# Other Animals > Other Pets >  New baby snapping turtle got some questions on tank size and what to feed him/her

## amphiboy77

how big should the tank be and how much will he eat before choking? oh and can i feed him crickets and meal worms? :Smile:

----------


## KINGblackPHINEX

ok post a comparison picture would be helpfull if possible and just feed him small enough portions were you wouldnt think he would choke better to be safe then sorry and my guess would be as little guys, they eat mostly "meat"...fish, insects, worms, etc. But they need more and more vegetable matter as they grow. so yes if you could possibly get him to eat the worms sure but as far as crickets im possibly thinking maybe not because it just doesnt seem right

----------


## amphiboy77

can i keep alligator snapping turtles and common snapping turtles together as babys?

----------


## amphiboy77



----------


## Tyler

Id memory serves the alligator will get a lot bigger alot faster and are strict carnivores their entire lives

----------


## KINGblackPHINEX

i would probably say as tiny as that yes but if they get any bigger probably not for fear of them eating eat other

----------


## newbiefrogger12

One adult snapper will eventualy need a 400 gallon tank or a 400 gallon stock. If its an aligator snapping turtle you will need a 600 gallon tank. For feeding get a high quality turtle food like mazuri or reptomin feed once a day. You act as his head is hollow than you give him the amount that you will think will fit in there. After you have had him for 6 months start feeding every other day. Any more quesions just ask. I own 3 turtles and have done extencive receserge on them.

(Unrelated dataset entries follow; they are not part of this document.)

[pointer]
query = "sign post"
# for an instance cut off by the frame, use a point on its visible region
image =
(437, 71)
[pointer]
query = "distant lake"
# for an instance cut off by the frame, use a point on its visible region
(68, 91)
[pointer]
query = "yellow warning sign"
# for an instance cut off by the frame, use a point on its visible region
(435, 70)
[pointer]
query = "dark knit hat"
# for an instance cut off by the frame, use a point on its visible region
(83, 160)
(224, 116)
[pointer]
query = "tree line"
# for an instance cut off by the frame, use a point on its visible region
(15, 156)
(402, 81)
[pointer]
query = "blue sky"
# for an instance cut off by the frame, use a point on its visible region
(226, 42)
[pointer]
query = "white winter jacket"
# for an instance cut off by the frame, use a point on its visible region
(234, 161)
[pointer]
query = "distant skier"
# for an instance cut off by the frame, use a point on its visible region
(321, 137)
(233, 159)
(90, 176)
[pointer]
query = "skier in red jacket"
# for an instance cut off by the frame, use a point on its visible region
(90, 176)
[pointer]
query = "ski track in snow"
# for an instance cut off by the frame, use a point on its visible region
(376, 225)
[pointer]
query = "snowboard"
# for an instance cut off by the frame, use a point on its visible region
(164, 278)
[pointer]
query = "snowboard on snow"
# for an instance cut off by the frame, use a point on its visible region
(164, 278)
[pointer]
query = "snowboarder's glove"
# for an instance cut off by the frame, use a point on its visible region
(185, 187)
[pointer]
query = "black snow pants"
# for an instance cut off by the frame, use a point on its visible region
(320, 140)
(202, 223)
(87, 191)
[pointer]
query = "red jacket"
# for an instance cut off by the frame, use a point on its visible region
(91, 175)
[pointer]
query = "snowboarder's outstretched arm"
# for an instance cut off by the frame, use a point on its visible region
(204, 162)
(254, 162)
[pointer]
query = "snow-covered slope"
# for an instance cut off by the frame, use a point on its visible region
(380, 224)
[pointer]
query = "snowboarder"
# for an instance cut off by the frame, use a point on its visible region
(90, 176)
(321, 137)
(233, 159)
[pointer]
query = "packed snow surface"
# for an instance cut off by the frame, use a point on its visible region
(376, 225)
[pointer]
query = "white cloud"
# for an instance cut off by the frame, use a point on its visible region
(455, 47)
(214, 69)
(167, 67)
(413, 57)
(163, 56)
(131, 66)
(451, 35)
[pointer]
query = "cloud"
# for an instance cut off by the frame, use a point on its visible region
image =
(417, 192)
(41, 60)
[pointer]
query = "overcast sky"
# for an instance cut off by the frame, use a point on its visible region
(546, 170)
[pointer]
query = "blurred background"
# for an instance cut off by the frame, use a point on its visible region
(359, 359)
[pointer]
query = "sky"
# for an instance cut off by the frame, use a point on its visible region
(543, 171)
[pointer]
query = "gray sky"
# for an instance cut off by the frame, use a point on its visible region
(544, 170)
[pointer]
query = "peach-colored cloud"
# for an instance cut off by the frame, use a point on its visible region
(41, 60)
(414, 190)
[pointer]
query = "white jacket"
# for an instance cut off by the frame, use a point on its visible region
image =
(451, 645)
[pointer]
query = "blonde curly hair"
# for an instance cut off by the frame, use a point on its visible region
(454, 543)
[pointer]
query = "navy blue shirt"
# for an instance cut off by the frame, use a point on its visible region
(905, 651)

Sent from my iPhone using Tapatalk

----------


## findiviglio

> how big should the tank be and how much will he eat before choking? oh and can i feed him crickets and meal worms?


Hello,

Please see this article I've written on snapping turtle care, based on 30+ yrs working with them at the Bx Zoo and in my collection; other articles are linked there as well.  Re Diet - important to provide small whole minnow and other fishes (pre-killed easiest, as they are not very good at catching them when young) as a Calcium source (UVB not needed but may be useful).  Earthworms, blackworms (sold as tropical fish food) impt also.  Eventually, add Reptomin food sticks or another  hgih quality turtle food, along with freeze dried prawn/shrimp.  Crickets fine as treat, but do not rely upon them as a basis of the diet.  Mealworms not worthwhile.  Please feel free to post further questions after the article linked above. I don't see a way to be notified of responses here, on this thread...so please post on my blog so that I'll know to get back to you (I won't be able to check back here unless notified of a response) Best,  Frank

----------


## BlueisallIneed

> 


 Awwww so cute!!!!!!!!!!  :Smile:

----------


## amphiboy77

thanks for the info. im also trying to ake homemade food any recipes would help.

----------


## amphiboy77

thx! his name is bowzer. he is really tiny but very aggressive :Big Grin:

----------